Stephen Berry and Kathyrn Davidson, Zero energy homes – Are they economically viable?, Energy Policy 85 (2015) pp 12-21
This article estimates the additional cost, compared with measurements of subsequent energy consumption, of 53 new three and four bedroom houses on Lochiel Park, an estate in Adelaide, South Australia, which were built to a “net zero energy” standard.
The region has a “Mediterranean” climate.
Net zero is defined as an energy efficient building that generates sufficient energy on-site over the course of a year to supply all expected on-site energy services for the building users. The standard has the following elements:
- energy consumption (including renewable energy?) of no more than 16 kWh/m2/year
- (gas-boosted) solar thermal water heating
- 1 kWp of PV per 100 m2
- energy efficient appliances; CFLs or LEDs for lighting
- air conditioning capacity limited to 4 kVA (input)

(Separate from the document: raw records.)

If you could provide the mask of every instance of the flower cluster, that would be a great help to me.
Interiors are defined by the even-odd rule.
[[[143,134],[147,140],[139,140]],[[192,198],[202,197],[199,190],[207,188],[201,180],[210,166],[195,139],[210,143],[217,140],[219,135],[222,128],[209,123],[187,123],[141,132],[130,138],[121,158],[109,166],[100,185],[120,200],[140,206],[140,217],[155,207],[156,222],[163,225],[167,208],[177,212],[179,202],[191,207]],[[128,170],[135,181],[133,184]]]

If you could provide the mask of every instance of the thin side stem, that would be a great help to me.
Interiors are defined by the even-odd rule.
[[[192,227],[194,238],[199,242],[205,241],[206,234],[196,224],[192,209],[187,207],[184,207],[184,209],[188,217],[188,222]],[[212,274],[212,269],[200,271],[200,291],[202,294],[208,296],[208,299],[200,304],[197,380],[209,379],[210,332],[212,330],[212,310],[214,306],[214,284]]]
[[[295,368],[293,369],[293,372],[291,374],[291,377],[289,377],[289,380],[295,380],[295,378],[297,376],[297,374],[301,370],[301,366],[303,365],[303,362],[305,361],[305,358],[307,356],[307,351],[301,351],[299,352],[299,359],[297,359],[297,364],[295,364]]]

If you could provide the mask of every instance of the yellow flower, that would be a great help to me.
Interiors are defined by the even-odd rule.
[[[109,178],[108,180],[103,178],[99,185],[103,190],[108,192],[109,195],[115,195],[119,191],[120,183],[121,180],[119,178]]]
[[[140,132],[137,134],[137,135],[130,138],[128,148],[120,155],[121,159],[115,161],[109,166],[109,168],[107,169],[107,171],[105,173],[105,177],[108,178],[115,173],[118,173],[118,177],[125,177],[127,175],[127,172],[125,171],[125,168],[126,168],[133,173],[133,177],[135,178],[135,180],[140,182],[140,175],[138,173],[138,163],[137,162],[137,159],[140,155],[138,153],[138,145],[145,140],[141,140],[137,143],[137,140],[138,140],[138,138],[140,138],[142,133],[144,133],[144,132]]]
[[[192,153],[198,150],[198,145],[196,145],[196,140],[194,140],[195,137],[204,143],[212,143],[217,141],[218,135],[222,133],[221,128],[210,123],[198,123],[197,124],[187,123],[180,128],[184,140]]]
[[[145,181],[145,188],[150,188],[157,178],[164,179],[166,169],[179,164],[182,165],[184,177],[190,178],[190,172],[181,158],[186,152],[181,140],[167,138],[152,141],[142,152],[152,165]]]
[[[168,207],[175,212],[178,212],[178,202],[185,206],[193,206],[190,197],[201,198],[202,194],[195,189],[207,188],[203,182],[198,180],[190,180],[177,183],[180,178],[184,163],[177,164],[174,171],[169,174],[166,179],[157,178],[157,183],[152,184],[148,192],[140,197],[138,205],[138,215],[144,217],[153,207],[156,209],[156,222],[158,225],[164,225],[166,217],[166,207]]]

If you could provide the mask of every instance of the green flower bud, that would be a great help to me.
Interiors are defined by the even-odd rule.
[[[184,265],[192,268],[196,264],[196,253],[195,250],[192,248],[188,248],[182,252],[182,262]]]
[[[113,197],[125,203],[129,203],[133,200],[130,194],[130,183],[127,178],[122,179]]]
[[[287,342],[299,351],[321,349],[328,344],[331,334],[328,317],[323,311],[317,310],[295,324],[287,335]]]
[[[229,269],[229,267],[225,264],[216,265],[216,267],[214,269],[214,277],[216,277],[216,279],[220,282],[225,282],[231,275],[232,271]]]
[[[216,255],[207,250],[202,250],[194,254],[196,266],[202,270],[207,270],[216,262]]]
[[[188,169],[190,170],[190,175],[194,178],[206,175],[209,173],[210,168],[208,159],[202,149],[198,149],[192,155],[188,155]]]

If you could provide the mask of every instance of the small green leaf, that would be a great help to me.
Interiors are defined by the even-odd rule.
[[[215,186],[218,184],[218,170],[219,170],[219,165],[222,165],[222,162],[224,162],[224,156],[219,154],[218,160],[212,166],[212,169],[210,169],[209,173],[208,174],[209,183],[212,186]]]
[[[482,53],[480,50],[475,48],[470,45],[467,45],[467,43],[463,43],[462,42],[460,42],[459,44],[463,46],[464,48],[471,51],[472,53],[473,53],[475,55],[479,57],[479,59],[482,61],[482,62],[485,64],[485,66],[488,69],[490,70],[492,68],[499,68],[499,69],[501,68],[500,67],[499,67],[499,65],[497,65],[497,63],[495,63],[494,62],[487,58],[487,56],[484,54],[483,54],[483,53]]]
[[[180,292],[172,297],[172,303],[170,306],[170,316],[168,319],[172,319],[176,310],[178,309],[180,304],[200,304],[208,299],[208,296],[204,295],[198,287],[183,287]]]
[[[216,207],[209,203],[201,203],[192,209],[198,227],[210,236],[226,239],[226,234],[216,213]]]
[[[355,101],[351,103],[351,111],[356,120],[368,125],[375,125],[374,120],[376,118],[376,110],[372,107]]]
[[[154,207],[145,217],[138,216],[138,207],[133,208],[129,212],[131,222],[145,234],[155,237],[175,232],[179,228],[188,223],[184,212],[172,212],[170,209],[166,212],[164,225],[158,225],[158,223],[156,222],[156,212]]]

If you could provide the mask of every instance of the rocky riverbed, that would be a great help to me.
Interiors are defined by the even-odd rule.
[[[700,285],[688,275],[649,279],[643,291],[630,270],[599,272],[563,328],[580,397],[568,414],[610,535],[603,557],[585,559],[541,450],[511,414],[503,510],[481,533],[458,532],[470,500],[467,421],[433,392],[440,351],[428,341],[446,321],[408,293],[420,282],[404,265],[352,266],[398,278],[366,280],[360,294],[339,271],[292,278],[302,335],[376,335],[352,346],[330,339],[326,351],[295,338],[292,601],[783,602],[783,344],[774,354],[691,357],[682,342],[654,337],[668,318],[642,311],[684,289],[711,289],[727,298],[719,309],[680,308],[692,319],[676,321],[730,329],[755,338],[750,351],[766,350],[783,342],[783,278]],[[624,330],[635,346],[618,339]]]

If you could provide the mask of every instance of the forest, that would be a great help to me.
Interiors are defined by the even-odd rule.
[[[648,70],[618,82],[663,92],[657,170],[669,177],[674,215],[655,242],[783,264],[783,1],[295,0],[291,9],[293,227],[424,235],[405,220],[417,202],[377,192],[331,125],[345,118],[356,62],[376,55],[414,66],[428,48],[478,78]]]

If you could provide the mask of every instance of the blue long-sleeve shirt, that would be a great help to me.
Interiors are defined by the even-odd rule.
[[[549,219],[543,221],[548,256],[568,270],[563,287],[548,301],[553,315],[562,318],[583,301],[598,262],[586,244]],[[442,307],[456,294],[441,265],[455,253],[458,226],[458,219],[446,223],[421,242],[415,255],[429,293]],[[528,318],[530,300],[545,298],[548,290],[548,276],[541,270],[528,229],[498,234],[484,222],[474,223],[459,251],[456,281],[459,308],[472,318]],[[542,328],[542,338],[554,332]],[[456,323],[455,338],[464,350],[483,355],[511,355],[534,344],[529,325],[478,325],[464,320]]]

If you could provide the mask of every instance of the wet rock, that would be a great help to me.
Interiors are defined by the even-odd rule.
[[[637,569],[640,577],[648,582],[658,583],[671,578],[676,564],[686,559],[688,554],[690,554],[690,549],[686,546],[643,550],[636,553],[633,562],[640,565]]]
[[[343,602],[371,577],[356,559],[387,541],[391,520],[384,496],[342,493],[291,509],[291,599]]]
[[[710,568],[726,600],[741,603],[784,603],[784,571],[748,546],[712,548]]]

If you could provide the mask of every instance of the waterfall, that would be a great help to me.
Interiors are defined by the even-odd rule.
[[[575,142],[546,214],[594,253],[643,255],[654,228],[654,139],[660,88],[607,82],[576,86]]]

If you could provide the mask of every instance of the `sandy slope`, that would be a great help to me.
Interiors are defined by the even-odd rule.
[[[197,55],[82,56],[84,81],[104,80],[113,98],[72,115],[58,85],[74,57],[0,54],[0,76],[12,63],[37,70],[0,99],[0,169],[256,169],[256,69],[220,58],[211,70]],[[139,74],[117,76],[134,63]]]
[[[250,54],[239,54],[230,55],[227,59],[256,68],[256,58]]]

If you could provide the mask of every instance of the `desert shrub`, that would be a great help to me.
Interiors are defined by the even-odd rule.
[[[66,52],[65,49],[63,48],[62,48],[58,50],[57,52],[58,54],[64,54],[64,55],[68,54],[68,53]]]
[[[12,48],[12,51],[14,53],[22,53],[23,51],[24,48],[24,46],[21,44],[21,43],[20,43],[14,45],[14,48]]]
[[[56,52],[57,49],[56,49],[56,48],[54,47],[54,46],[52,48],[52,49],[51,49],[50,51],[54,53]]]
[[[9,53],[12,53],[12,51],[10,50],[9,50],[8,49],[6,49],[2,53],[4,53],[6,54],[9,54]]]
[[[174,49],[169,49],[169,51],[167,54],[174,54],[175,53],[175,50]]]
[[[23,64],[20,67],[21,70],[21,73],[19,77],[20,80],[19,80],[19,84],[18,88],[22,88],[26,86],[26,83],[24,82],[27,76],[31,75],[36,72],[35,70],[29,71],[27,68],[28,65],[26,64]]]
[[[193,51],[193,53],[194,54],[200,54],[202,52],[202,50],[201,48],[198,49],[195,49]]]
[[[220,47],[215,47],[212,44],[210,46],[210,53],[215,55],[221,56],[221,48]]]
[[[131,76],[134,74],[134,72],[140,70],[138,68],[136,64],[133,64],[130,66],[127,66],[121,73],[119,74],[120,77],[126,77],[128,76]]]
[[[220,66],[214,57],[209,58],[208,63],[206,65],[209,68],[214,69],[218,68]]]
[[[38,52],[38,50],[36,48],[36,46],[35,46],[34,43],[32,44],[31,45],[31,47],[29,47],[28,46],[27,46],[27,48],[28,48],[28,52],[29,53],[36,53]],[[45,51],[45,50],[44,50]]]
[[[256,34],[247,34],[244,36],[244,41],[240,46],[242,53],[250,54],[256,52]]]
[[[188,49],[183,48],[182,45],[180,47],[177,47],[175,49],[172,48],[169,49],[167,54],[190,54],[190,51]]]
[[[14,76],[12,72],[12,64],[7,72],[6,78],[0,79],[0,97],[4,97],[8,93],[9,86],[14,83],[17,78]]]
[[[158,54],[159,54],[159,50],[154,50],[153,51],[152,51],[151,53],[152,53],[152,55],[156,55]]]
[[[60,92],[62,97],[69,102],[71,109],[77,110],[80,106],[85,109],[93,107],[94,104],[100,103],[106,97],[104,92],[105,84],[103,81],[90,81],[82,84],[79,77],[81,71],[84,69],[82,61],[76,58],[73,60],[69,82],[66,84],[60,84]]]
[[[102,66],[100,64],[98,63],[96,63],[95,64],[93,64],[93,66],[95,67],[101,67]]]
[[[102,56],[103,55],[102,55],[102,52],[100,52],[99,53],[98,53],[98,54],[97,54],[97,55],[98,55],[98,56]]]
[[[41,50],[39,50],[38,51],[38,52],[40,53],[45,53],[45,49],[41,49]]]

- ceiling fans in living spaces and bedrooms
- in-home energy feedback display
- requirement for living spaces to be north facing
The cost is estimated compared to the building energy regulatory standard of NatHERS 5 Stars (<125 MJ/m2 [35 kWh/m2] per annum) otherwise applied at the time these homes were approved for construction. The additional cost of achieving the net zero standard is estimated at €2200 for tbe building envelope, €1100 for the water heater and €5200 for the PV, offset by a reduction of €125 in the cost of the heating and cooling system (using an exchange rate for the Australian dollar against the euro of 0,63).
In accordance with guidance from the Australian government, an annual real discount rate of 7% is used, with sensitivity analysis at 3% and 10%. Retail electricity and gas prices are assumed to remain at present-day levels in real terms (these are high: 21 eurocents/kWh for electricity and 9 for gas) as does the price for electricity exported to the grid (4 eurocents/kWh).
The financial impacts estimated are:
- energy costs
- income for exported PV
- increased value of the house on resale (proxied by a discount of 1% of the value of the house at the moment of first occupation)
- reduced cost for energy distribution infrastructure (estimated at €150 per year)
(It can be noted that all except the last accrue to the home-owner.)
It is assumed that the houses are constructed over a period of ten years.
Results: from year five, annual benefits exceed annual costs. Overall, the benefit-cost ratio is 1.9 with a 10% real discount rate, 2.4 with 7% and 3.5 with 3% – so the answer to the question in the title is “yes, zero-energy homes are economically viable”. The building envelope measures are barely so; the solar thermal does well; the PV does best of all.
The authors also remark that:
- improvements in the building energy performance assessment tools, particularly their expansion beyond thermal comfort calculators, will facilitate industry learning about net zero energy homes, with associated cost reductions
- [s]eparate evidence from householder experiences at Lochiel Park suggests that any proposed change to the water heater standard may benefit from a parallel industry education and training programme to ensure improved installation and commissioning processes.